# WATcloud Incident Log
###### tags: `infra`
## HOWTO
- As soon as an issue arises, create a page from the [on-call incident template](/Ylm_iG-qTAmlDhI9FvV5Mw)
- Don't be afraid to post scrap notes. Prefer to overpost rather than underpost.
- Record:
- What service was down?
- What was the problem? Why was the service down?
- How was this problem discovered?
- How was it solved?
- Who were the on-call engineers?
- Was the proper escalation procedure followed?
Nits:
- Try to be precise about time zones. Know the difference between `EST` and `EDT`. Use offsets from `UTC` is acceptable too.
- Try using ISO date format e.g. `2022-01-01` instead of `2022-Jan-1` or `Jan 1, 2022`.
## Index
- [2021-12-22 thor-ubuntu1 connectivity issues ](/jQ30njACTHeu-AB21V_y_g)
- [2021-12-28 thor-ubuntu1 issues](/dUMJroayR9e23OpO6m3Mbw)
- [2021-12-27 tr ubuntu1 connectivity issues](/vnFR68VATNaXnjMcuNtg6Q)
- [2022-01-01 bastion, thor-ubuntu1, tr-ubuntu1 issues](/UF7Rn6a0QdiM0YEEK9iYqg)
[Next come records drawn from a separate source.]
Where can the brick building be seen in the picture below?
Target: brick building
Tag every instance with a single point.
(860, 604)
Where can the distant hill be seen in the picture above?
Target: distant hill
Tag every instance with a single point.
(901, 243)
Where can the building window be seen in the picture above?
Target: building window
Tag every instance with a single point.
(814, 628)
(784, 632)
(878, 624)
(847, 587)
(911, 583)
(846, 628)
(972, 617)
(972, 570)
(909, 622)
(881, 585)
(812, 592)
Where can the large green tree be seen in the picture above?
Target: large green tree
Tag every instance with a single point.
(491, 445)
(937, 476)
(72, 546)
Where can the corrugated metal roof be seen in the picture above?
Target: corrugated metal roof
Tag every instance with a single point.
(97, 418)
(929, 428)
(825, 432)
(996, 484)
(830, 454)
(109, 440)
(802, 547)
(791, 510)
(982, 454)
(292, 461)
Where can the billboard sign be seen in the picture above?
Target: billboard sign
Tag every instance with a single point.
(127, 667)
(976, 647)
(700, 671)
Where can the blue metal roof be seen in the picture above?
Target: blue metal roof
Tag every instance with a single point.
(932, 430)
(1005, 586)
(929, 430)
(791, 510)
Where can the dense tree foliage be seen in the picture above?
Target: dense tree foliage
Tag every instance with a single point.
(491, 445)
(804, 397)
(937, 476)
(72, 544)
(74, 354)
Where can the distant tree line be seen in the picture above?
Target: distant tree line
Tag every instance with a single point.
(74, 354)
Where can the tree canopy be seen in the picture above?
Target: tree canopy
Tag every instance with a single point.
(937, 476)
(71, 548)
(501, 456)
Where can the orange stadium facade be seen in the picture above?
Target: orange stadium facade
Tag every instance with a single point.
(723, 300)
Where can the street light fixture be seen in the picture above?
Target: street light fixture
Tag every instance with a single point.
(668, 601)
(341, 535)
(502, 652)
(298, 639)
- [2022-02-13 Teleport, Ceph issues](/kw-_WGv7RoG3VpDkclmYvQ)
-
## 2022-01-16 1:42 PM EST
- Bastion SSH was down
- The Healthchecks.io log contained this:
```
Command failed with status 255. Sleeping for 10s and retrying (1 left)
Executing ['ssh' '-o' 'StrictHostKeyChecking=no' '-i' '/home/watonomous/.ssh/connection_test' 'connection_test@bastion.watonomous.ca']
Pseudo-terminal will not be allocated because stdin is not a terminal.
```
- From here the problem I can see that a test ssh connection to bastion failed discovered through the healthchecks log
- I let it retry the test ssh and it passed the next time, this can be explained as flakiness in bastion
- Arjun Krishna
- Yes
## 2022-01-22 2:10 PM EST
*Problem:* **delta-ubuntu1 suffered `io-error`**
*Symptoms:*
- no internet access (the whole VM appeared to be down)
- healthchecks.io failed
- pagerduty triggered
- PVE web UI displayed `Status: io-error`
*Diagnosis:*
The VM uses a volume stored in the `delta-lvm-thin` pool, but its size (225.49GiB) was over-provsioned since the pool only had a size of 214.75 GiB, and hence produces an I/O error since there could be no write to this disk image.
checked using the `qm config` command
This likely happened because the configs refer to disk size in gibi-bytes (GiB or G) while the VM Disks panel of proxmox report the size in giga-bytes (GB).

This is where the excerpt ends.